Using ChaCha20 as a Full CSPRNG for Provably Fair Gambling

Why most provably fair implementations are incomplete, and how a stream cipher solves what hashing cannot.

Emma Paułowicz

~13 min read · March 16, 2026 (Updated: March 24, 2026) · Free: Yes

Most provably fair crypto casinos advertise cryptographic fairness. They commit to a server seed, combine it with a player-provided client seed, hash the result, and derive a number. It works - for simple outcomes. But it breaks down the moment you need to prove a card shuffle was fair, a weighted lootbox draw was honest, or a crash multiplier followed the stated distribution.

This post describes a different architecture: using ChaCha20 - a stream cipher standardized in RFC 8439 - as a full deterministic CSPRNG that generates an arbitrarily long, verifiable random byte stream from which every game operation draws its randomness. Not just one number.
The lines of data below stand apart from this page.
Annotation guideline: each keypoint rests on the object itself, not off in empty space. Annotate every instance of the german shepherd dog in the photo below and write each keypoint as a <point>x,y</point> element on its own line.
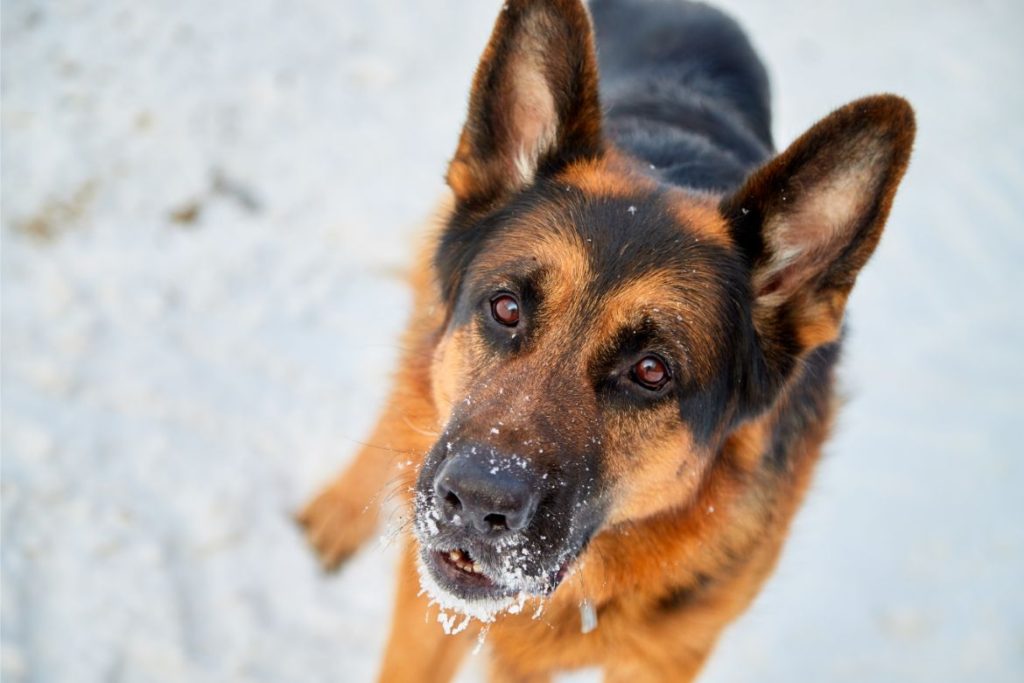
<point>620,369</point>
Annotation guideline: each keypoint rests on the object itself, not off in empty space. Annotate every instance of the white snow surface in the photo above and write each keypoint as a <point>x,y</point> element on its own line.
<point>172,391</point>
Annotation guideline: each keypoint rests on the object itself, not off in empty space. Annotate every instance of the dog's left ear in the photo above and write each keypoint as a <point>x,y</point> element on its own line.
<point>809,219</point>
<point>534,103</point>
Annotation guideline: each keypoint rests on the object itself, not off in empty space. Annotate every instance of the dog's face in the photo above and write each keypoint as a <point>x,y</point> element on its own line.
<point>604,332</point>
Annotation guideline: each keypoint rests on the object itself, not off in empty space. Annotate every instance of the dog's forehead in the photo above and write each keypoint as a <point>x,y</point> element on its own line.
<point>612,241</point>
<point>607,256</point>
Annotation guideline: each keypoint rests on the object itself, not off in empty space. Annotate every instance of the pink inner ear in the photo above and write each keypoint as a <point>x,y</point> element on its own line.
<point>534,121</point>
<point>808,232</point>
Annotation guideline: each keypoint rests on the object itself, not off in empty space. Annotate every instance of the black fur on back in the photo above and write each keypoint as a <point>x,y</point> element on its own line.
<point>683,90</point>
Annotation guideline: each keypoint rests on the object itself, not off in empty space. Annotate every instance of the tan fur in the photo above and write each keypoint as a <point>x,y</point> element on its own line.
<point>693,527</point>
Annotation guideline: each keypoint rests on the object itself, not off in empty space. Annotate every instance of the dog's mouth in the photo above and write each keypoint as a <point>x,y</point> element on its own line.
<point>458,565</point>
<point>455,577</point>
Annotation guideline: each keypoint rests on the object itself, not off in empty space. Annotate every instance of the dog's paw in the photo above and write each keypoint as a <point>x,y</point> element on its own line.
<point>336,525</point>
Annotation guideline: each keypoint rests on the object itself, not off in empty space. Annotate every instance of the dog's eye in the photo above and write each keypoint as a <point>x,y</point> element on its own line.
<point>505,309</point>
<point>650,372</point>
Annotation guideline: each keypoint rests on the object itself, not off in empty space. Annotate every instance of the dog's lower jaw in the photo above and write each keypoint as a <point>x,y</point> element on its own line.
<point>485,608</point>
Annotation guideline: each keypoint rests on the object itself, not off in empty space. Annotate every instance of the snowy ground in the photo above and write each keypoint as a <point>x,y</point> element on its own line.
<point>207,210</point>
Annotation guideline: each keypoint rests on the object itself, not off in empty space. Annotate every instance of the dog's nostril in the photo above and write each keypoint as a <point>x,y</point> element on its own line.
<point>497,521</point>
<point>453,500</point>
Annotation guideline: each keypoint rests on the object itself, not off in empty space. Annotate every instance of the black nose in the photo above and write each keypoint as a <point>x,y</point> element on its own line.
<point>491,494</point>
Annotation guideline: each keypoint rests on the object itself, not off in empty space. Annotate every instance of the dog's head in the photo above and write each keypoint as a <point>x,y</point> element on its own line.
<point>604,332</point>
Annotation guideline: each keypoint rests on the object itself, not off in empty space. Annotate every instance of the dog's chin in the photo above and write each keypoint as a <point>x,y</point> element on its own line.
<point>455,581</point>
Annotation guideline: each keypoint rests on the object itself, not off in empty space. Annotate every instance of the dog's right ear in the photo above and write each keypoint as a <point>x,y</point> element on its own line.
<point>534,103</point>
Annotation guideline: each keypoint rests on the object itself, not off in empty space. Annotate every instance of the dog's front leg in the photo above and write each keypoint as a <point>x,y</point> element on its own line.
<point>418,649</point>
<point>342,516</point>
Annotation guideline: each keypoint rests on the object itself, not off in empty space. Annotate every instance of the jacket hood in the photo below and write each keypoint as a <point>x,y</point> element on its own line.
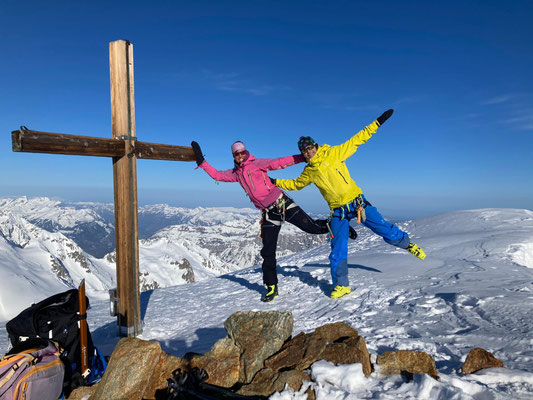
<point>247,160</point>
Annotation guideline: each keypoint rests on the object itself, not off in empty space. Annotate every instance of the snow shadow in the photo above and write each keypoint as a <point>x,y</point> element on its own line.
<point>106,338</point>
<point>354,266</point>
<point>206,338</point>
<point>322,281</point>
<point>244,282</point>
<point>145,299</point>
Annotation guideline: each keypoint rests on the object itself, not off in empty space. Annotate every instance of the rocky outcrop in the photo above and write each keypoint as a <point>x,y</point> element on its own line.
<point>222,363</point>
<point>257,357</point>
<point>479,359</point>
<point>136,370</point>
<point>258,335</point>
<point>407,362</point>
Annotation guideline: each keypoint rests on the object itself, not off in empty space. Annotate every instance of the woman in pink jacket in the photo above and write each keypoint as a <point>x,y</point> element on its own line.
<point>276,206</point>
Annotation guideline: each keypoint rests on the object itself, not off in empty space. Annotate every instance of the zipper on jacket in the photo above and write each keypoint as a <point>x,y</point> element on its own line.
<point>251,181</point>
<point>342,176</point>
<point>264,180</point>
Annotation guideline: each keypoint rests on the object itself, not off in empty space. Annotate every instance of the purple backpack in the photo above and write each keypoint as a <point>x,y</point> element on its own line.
<point>35,373</point>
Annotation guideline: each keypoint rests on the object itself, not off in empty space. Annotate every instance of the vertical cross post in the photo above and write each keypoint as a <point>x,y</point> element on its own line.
<point>125,188</point>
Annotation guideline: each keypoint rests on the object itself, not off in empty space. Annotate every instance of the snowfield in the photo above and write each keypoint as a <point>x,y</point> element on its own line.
<point>475,289</point>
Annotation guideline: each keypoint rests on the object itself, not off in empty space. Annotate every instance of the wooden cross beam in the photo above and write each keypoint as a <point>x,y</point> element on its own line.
<point>124,150</point>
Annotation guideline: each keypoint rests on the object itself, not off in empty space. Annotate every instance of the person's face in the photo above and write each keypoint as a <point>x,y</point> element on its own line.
<point>239,156</point>
<point>309,152</point>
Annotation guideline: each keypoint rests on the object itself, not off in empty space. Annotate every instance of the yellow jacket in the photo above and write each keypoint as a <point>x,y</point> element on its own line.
<point>328,171</point>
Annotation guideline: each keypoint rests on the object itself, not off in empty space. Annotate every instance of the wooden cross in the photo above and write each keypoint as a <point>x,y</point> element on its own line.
<point>124,150</point>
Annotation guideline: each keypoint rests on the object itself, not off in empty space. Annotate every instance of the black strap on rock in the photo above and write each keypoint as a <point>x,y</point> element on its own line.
<point>192,385</point>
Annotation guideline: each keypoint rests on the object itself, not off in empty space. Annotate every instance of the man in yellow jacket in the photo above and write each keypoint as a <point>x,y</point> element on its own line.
<point>327,170</point>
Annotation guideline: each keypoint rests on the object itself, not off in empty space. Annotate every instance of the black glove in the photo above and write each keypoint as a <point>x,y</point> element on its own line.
<point>385,116</point>
<point>197,152</point>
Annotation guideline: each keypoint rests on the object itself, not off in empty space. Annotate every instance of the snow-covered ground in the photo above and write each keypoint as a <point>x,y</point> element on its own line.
<point>475,289</point>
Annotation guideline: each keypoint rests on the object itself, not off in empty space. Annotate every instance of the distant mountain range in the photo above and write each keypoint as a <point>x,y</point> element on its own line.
<point>48,246</point>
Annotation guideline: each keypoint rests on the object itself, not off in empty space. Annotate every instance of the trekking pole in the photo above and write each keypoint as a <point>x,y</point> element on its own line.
<point>85,371</point>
The entire sequence.

Why This Matters for Licensing and Regulation

Gambling regulators don't accept "trust us". The GLI-19 standard (Gaming Laboratories International, Standards for Interactive Gaming Systems) requires that game outcomes use a Random Number Generator meeting specific criteria: statistical randomness, unpredictability, non-repeatability of sequences, and monitoring. NIST SP 800–90A specifies approved constructions for Deterministic Random Bit Generators (DRBGs).

ChaCha20 aligns with these requirements structurally:

Deterministic given the seed: same key + nonce = same output, always. This satisfies the DRBG requirement that outputs are reproducible from a known initial state - enabling third-party audit and player verification.
Cryptographically secure: ChaCha20 is a 256-bit cipher designed by Daniel J. Bernstein, adopted in TLS 1.3, used as the Linux kernel's CSPRNG (/dev/urandom), and formally analyzed for multi-user security. It's not an experimental choice - it's the cipher Google chose for Android devices.
No timing side channels: Unlike AES software implementations that rely on lookup tables vulnerable to cache-timing attacks, ChaCha20's ARX (add-rotate-XOR) operations run in constant time by design. There is no key-dependent memory access. This matters when the RNG runs on shared cloud infrastructure where a co-tenant could theoretically observe cache behavior.
Stream output: ChaCha20 produces an arbitrary-length byte stream, not a fixed-size hash. This is the critical difference - you can draw as many random bytes as a game round requires, all from one deterministic stream, all independently verifiable.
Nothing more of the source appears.